Ultrasonics is a short-range technology, with a maximum range of tens of meters. Most practical systems can measure down to a few centimeters and up to about 8 to 10 meters.
The concept of ultrasonics has been around for many decades, as is the case with the U.S. Navy’s sonar systems. Early TV set remotes exploited ultrasonic tones to change channels and volume. And ultrasonic sensors have been used in distance-measuring applications. Other common uses today include:
- Object detection and ranging in automated robots (e.g., self-guiding vacuum cleaner)
- Liquid-level measurement in tanks
- Parking assist in cars
- Blind-spot detection in cars in side rear-view mirror assemblies
- Kick-to-open tailgates on SUVs
- Liquid-flow metering
The kick-to-open trunk application is a good illustrative example of ultrasonic technology. Also known as a Smart Trunk Opener (STO), this system has grown significantly over recent years, especially in SUVs and high-end passenger vehicles. This feature allows the vehicle owner hands-free access to open the trunk or hatchback with a simple kicking motion near the rear bumper.
Early systems used a capacitive sensor that sometimes proved unreliable when it became dirty. Ultrasonic systems are far more reliable, but their narrower range of motion detection means that the kick must be within a certain area.

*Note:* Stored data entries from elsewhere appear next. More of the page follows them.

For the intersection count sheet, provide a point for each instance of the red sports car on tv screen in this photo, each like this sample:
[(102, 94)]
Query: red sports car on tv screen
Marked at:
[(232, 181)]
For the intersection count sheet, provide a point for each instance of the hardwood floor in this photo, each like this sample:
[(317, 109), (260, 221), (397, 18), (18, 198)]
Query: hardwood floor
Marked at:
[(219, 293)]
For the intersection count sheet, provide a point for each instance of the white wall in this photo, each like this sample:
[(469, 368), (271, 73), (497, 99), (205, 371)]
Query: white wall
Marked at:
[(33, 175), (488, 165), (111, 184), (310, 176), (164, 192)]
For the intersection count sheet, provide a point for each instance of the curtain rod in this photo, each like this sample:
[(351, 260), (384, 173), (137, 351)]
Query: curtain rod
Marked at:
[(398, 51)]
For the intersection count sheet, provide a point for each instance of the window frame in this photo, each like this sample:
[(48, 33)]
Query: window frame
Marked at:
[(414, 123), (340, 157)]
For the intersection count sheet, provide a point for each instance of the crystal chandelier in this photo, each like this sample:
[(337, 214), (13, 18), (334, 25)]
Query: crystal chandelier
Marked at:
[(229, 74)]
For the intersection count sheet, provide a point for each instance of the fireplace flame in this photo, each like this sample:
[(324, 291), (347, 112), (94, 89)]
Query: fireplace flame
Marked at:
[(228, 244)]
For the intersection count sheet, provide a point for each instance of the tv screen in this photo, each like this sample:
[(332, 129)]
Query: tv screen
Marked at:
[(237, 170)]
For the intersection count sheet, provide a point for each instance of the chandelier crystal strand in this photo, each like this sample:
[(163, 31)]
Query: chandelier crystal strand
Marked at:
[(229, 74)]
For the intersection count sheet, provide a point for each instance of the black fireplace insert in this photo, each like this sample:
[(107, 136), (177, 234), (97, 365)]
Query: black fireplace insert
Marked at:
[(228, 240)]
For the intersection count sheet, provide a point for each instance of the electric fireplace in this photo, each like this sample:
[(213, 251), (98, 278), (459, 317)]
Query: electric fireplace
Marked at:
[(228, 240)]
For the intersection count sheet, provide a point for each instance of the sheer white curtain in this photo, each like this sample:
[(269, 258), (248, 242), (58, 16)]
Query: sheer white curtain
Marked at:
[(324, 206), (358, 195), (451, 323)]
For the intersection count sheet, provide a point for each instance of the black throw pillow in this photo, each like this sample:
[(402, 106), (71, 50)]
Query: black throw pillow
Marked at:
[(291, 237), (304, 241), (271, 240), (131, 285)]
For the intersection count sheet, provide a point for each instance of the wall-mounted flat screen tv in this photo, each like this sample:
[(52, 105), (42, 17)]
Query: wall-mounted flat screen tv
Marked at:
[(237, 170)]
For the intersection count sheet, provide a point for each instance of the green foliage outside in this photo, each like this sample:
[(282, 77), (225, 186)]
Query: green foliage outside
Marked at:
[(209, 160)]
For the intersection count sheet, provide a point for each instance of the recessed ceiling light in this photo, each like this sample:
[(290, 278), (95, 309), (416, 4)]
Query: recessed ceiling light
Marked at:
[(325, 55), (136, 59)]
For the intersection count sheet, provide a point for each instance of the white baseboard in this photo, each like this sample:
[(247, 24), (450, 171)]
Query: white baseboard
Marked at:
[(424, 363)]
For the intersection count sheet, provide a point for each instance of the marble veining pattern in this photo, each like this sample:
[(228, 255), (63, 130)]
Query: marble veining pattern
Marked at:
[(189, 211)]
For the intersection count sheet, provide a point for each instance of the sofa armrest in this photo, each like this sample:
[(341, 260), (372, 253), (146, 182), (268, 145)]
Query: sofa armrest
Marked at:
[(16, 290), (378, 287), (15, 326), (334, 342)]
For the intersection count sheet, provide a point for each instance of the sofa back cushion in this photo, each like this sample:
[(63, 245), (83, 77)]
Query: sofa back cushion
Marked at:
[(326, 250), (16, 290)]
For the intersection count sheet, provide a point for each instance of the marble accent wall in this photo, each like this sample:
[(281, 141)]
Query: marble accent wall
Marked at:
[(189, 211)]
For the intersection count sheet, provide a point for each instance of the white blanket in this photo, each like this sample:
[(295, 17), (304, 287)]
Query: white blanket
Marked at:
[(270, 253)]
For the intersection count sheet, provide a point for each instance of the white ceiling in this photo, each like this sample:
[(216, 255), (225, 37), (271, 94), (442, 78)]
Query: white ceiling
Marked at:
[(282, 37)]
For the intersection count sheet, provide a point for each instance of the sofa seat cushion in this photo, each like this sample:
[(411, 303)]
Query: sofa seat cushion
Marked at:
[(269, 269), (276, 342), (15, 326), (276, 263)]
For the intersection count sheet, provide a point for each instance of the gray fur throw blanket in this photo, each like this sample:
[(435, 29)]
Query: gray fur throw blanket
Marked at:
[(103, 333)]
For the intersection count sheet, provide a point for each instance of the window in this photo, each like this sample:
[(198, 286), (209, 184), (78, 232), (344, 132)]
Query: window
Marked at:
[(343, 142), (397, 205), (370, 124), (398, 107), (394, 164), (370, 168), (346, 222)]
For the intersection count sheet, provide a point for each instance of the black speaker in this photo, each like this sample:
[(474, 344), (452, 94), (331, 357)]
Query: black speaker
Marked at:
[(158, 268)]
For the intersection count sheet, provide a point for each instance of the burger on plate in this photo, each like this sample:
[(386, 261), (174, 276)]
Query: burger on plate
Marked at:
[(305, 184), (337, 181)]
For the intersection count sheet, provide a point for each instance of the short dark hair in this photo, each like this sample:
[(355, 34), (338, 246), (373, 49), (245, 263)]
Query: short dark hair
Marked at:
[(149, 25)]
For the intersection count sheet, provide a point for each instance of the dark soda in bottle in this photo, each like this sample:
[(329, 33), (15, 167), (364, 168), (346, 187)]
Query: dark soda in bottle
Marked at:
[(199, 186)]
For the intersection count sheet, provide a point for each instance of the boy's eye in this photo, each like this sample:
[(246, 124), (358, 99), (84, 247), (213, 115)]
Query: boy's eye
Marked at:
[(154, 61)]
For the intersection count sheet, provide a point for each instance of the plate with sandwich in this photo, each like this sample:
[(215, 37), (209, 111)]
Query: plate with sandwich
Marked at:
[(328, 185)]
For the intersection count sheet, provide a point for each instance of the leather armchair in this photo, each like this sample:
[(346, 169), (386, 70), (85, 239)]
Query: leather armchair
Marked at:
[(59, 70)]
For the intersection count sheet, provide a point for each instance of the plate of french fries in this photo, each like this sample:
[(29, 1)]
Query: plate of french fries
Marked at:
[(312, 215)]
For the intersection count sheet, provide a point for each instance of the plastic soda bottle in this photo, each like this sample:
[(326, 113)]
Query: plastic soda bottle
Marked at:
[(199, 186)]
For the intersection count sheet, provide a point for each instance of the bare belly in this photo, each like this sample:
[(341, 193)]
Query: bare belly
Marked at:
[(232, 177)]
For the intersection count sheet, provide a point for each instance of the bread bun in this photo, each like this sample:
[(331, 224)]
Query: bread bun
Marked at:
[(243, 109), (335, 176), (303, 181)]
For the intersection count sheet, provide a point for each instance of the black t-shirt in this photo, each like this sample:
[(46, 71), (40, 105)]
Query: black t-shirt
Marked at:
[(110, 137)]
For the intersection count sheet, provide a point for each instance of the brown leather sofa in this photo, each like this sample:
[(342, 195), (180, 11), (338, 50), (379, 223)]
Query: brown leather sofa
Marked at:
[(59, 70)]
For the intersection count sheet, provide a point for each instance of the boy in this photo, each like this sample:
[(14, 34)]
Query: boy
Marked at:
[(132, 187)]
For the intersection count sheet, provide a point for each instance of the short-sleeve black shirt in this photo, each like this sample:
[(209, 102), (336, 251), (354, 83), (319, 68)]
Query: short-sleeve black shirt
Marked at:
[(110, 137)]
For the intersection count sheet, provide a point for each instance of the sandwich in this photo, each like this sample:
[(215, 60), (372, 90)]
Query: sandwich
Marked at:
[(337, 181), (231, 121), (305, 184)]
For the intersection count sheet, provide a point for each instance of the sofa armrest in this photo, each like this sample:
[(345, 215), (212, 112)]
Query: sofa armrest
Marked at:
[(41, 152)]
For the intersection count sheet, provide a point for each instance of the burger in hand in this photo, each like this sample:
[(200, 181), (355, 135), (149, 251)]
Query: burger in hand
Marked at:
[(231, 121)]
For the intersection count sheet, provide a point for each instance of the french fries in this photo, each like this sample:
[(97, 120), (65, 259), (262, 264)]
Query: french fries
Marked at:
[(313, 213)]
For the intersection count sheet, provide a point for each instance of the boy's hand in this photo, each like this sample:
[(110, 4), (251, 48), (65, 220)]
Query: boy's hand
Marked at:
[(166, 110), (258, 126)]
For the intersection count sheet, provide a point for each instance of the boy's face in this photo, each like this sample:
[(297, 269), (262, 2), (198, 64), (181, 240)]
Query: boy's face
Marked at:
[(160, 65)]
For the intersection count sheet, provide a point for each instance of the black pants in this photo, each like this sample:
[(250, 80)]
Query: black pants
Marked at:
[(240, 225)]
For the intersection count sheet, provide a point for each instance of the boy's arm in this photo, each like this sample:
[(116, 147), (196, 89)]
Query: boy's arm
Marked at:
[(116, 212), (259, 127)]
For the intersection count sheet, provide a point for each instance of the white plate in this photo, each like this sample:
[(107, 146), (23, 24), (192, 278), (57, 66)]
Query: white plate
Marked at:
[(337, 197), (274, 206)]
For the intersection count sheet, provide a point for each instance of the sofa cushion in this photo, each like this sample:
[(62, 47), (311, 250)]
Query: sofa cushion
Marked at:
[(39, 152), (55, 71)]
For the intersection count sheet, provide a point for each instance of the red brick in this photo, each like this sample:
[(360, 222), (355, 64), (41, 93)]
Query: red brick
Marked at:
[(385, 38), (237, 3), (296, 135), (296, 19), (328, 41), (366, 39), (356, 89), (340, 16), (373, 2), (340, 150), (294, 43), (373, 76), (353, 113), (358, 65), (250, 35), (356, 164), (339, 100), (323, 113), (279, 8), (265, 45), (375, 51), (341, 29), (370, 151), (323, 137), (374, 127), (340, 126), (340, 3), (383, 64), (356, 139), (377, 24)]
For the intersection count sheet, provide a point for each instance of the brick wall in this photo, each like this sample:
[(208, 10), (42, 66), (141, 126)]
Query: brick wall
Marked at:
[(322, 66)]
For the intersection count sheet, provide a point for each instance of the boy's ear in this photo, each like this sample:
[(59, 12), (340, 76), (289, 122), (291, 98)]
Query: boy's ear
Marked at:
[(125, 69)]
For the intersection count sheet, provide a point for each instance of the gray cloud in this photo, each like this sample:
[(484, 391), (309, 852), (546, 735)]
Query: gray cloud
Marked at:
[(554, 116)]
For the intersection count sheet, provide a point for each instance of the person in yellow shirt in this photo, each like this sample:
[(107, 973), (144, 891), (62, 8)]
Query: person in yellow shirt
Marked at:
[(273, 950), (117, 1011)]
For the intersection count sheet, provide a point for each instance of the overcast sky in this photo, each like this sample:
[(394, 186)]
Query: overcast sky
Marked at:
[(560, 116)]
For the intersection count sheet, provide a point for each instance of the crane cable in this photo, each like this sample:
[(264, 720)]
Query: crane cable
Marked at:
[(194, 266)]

The system’s basic requirements are:
- Capable of detecting objects within a 15-cm to 1-meter range.
- Ability to operate from a standard 12-V automotive battery supply.
- Low quiescent current drain. Since the unit must be operational with the vehicle off and locked, low current drain must be minimal.
A system that meets these requirements is Texas Instruments’ PGA460-Q1 ultrasonic signal processor and transducer driver for Automotive Ultrasonic Kick-to-Open Liftgate Systems (Fig. 2). A Murata transducer is utilized for both transmitting and receiving. Note the use of a transformer to increase the drive voltage to the transducer.
2. The PGA460-Q1 uses a transformer to boost drive voltage to the ultrasonic transducer. An evaluation module is available from Texas instruments.
The echo signal received from the transducer is sent to a programmable gain amplifier, which allows the sensitivity and range of the unit to be set. The signal then goes to a 12-bit analog-to-digital converter and on to the logic circuitry that controls the trunk or tailgate.
The PGA460-Q1 operates from a dc supply in the 6- to 28-V range. The quiescent current is a low 500 µA.
New Applications in Home Automation
While the use of ultrasonic technology continues to expand in automotive applications, we’re also seeing increased adoption in home-automation equipment to improve convenience and performance while reducing energy consumption. For example, people detection has become a desirable addition to central control hubs used for home monitoring and control. Voice-activated hubs like those from Amazon, Google, Apple, and others are gaining popularity, but they could become even more useful if the platforms included object detection. These hubs could then turn lights off or on, activate HVAC systems, trigger security systems, or perform other control functions.
Up to now, the most popular form of object detection has been passive-infrared (PIR) sensors, which detect heat from people and other objects. They have proven reliable, but are more easily activated and fooled by temperature or light changes, bugs, and small animals. On the other hand, the reliability of ultrasonic detection is generally higher because it senses motion or presence of an object by obstructing the transmitted ultrasonic waves.
Ultrasonic presence detection can also be a useful tool in building automation, boosting energy savings through the control of lights, heating, and other energy consumers. Another potential application is parking-spot detection, which would be able to indicate open parking spaces. Ultrasonic sensing modules like Texas Instruments’ PGA460-Q1 are small enough and inexpensive enough to make these applications practical.